En 1663, la Nouvelle-France ne disposait pas d'instrument pour mesurer l'amplitude des secousses sismiques, rappelle le professeur Locat. «Pour caractériser ce tremblement de terre, les sismologues ont dû s'en remettre à des textes rédigés par des témoins oculaires qui décrivent l'événement et ses répercussions. En cartographiant les dommages et leur importance dans différentes régions du Québec, ils ont pu déduire que l'épicentre se trouvait dans le fleuve, au large de Baie-Saint-Paul, et que la magnitude de la secousse équivalait à 7 sur l'échelle de Richter.»
Selon les écrits historiques, ce séisme a été ressenti tout le long du Saint-Laurent jusqu'à Montréal, et sur la côte atlantique, de l'Acadie jusqu'à New York. Dans les Relations des Jésuites, le père Jérôme Lalemant fait une description apocalyptique des dégâts observés dans la région de Shawinigan, pourtant située à 240 km de l'épicentre. «L'on voit de nouveaux lacs où il n'y en eut jamais; on ne voit plus certaines montagnes qui sont engouffrées; plusieurs saults sont aplanis; plusieurs rivières ne paraissent plus; la terre s'est fendue en bien des endroits, et a ouvert des précipices dont on ne trouve point le fond; enfin il s'est fait une telle confusion de bois renversés et abîmés, qu'on voit à présent des campagnes de plus de mille arpents toutes rases, et comme si elles étaient tout fraîchement labourées, là où peu auparavant il n'y avait que des forêts.»
Difficile de départager le lyrisme épistolaire des faits avérés dans pareils écrits. C'est pourquoi Jacques Locat a eu l'idée d'examiner les mouvements de terrain survenus à la suite de ce séisme afin d'en préciser la puissance. «Il est possible de déterminer à quel moment s'est produit un glissement de terrain en faisant appel à différentes méthodes de datation. On peut ainsi distinguer ceux qui ont un lien avec le tremblement de terre de 1663.» Le chercheur a ainsi répertorié et analysé 21 glissements de terrain répartis sur un territoire qui s'étend de Shawinigan à Betsiamites et qui englobe une partie de la rive sud du fleuve. Cette zone sinistrée prend des allures de rectangle géant de 500 km par 200 km, à l'intérieur duquel le séisme a été assez puissant pour laisser sa violente signature.
Deux conclusions découlent de l'exercice. La première: l'épicentre du séisme de Charlevoix était probablement situé plus au nord, dans le bouclier laurentien, et non dans le fleuve. La seconde: sa magnitude aurait atteint 7,5. «C'est 50 fois plus élevé que le tremblement de terre de 1988, souligne le professeur Locat. Quant à l'énergie dissipée, elle est 175 fois plus grande.

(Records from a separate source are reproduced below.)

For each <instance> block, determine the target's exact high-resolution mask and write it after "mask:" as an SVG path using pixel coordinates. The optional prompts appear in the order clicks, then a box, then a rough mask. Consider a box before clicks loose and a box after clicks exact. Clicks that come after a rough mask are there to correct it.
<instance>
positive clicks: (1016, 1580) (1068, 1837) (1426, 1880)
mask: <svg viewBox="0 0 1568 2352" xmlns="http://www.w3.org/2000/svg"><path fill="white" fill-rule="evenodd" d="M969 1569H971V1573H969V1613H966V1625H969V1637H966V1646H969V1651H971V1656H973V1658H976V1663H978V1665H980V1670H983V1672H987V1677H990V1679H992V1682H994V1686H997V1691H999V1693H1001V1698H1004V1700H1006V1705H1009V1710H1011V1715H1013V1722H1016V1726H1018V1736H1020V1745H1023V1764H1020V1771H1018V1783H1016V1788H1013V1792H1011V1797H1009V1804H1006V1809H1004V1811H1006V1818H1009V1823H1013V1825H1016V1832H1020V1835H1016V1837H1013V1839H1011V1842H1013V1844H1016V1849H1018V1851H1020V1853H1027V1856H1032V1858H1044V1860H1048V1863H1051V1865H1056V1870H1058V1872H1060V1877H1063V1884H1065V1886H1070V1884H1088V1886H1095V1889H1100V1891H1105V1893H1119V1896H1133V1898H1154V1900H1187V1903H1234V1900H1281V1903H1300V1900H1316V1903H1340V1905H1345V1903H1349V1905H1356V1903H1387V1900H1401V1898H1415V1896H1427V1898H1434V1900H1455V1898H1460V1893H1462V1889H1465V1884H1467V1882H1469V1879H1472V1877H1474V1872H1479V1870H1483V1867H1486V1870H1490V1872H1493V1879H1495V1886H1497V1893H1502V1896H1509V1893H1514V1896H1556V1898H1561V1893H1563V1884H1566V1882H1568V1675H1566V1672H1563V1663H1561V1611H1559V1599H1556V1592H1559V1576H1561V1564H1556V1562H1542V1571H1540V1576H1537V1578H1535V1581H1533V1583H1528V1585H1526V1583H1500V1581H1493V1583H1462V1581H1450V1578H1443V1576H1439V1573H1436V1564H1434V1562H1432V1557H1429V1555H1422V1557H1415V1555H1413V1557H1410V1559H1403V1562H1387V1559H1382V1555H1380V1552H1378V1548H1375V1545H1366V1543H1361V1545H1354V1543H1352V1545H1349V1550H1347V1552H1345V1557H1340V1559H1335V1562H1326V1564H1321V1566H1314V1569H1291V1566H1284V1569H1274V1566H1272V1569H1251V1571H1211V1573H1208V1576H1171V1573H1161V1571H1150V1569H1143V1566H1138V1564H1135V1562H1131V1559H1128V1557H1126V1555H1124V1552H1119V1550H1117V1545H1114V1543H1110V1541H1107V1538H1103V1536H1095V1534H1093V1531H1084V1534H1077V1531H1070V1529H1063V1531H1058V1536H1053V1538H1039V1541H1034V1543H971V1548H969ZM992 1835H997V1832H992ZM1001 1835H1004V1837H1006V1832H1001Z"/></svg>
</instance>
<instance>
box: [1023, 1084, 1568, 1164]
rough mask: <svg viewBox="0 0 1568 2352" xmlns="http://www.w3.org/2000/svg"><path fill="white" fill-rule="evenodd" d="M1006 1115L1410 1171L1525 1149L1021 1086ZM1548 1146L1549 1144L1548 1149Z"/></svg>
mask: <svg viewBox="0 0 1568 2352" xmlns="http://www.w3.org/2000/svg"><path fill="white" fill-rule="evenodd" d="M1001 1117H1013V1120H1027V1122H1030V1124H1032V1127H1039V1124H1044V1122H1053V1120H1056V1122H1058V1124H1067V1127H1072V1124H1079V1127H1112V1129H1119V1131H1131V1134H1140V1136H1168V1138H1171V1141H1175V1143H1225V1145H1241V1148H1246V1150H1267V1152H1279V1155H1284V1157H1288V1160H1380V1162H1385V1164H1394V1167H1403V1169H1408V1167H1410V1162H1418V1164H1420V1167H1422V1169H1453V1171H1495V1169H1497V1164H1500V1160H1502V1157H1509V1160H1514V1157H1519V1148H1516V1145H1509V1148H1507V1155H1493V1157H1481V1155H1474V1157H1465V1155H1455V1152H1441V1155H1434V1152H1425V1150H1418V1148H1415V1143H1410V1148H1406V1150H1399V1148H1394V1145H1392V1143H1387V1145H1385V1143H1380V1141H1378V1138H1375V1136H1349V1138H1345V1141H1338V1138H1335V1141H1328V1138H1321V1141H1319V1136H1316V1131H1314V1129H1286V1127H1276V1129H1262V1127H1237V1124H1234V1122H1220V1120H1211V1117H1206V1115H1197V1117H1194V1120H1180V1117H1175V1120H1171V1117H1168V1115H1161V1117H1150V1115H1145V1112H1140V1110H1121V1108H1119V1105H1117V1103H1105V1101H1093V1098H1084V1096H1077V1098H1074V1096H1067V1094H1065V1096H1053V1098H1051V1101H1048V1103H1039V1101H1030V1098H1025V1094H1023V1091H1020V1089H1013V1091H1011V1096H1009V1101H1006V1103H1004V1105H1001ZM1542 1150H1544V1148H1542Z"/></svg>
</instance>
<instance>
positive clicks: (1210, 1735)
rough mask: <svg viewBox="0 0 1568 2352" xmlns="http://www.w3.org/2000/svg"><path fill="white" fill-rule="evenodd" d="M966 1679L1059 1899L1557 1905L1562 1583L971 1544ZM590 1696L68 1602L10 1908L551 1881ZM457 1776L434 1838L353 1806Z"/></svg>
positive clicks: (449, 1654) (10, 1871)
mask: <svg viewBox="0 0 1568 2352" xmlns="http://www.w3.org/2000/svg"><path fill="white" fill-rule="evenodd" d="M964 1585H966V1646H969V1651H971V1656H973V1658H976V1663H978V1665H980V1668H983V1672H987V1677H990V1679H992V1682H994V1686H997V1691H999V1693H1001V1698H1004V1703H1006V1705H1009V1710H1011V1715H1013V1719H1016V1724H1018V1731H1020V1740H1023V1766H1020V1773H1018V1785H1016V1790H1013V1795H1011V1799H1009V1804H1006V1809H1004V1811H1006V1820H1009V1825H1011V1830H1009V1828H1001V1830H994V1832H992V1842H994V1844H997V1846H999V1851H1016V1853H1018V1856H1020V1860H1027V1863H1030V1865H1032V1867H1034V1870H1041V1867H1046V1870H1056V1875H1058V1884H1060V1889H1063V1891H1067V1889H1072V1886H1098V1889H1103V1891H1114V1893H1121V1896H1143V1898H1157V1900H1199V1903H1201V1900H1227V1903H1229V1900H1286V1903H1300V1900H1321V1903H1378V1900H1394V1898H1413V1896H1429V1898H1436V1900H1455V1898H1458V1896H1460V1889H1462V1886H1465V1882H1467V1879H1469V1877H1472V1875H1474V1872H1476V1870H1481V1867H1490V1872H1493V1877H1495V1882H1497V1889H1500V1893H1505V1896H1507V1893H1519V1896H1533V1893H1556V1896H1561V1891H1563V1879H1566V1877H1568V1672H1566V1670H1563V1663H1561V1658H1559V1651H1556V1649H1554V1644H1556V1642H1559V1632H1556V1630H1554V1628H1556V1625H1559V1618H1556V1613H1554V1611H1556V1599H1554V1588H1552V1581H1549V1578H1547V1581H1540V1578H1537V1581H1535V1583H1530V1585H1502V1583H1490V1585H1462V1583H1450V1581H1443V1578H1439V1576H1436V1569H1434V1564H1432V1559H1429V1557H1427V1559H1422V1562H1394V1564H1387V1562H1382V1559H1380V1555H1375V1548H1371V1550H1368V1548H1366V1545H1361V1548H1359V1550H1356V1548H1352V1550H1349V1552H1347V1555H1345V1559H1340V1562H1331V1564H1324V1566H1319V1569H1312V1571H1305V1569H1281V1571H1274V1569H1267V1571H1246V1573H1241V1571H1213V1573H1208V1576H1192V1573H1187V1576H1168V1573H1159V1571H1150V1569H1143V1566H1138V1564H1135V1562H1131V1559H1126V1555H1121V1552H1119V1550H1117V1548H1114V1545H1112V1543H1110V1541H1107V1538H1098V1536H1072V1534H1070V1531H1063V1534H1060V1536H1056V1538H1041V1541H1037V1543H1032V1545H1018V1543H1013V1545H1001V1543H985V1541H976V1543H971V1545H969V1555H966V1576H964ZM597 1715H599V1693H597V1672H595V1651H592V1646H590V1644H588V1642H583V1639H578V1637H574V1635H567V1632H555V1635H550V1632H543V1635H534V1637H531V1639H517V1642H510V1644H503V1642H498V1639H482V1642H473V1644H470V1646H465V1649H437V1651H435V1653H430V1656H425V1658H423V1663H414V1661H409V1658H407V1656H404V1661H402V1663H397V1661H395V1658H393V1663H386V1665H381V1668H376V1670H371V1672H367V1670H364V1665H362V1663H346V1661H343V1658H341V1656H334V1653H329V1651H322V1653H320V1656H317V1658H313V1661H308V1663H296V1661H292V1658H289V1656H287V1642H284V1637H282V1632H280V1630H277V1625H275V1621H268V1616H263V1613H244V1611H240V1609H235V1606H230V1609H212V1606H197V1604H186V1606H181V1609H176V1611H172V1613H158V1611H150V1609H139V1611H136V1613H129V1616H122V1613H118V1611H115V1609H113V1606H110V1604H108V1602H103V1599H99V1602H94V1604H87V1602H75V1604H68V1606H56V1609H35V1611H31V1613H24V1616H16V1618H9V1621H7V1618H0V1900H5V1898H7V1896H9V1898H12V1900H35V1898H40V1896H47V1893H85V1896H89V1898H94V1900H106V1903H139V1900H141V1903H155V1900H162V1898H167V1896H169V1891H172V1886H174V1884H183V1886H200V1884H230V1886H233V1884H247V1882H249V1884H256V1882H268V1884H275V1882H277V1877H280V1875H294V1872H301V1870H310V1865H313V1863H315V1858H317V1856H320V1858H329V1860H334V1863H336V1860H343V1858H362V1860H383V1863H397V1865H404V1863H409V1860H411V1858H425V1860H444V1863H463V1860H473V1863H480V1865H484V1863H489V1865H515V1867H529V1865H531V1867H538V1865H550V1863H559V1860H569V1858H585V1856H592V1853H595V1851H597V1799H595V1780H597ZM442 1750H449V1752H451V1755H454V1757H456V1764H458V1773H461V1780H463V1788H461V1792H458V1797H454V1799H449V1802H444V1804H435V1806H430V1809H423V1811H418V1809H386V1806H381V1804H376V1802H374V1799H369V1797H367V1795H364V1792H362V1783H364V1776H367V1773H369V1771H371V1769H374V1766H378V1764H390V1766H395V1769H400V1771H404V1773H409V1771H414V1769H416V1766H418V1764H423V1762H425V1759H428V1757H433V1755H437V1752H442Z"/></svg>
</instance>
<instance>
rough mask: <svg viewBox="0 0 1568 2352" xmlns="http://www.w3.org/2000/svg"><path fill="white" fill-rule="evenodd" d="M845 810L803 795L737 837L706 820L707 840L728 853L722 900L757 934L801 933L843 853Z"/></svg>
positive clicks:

Sa puissance équivaut à 179 bombes atomiques d'Hiroshima.»
Ce n'est pas uniquement par souci de rigueur historique que le chercheur s'est intéressé à cette question. «La force des tremblements de terre est utilisée pour dresser la carte de l'accélération maximale au sol, un outil servant à définir les normes de construction des bâtiments. Comme le tremblement de terre de Charlevoix est l'un des plus puissants à avoir frappé le nord-est de l'Amérique du Nord, il est important d'en connaître l'amplitude exacte.»
Que se passerait-il si un séisme de cette force secouait le Québec aujourd'hui? Le professeur Locat préfère ne pas s'aventurer en terrain aussi glissant. «C'est très compliqué de faire de telles prédictions. On ne sait tout simplement pas où surviendraient les dommages et quelle serait leur importance.»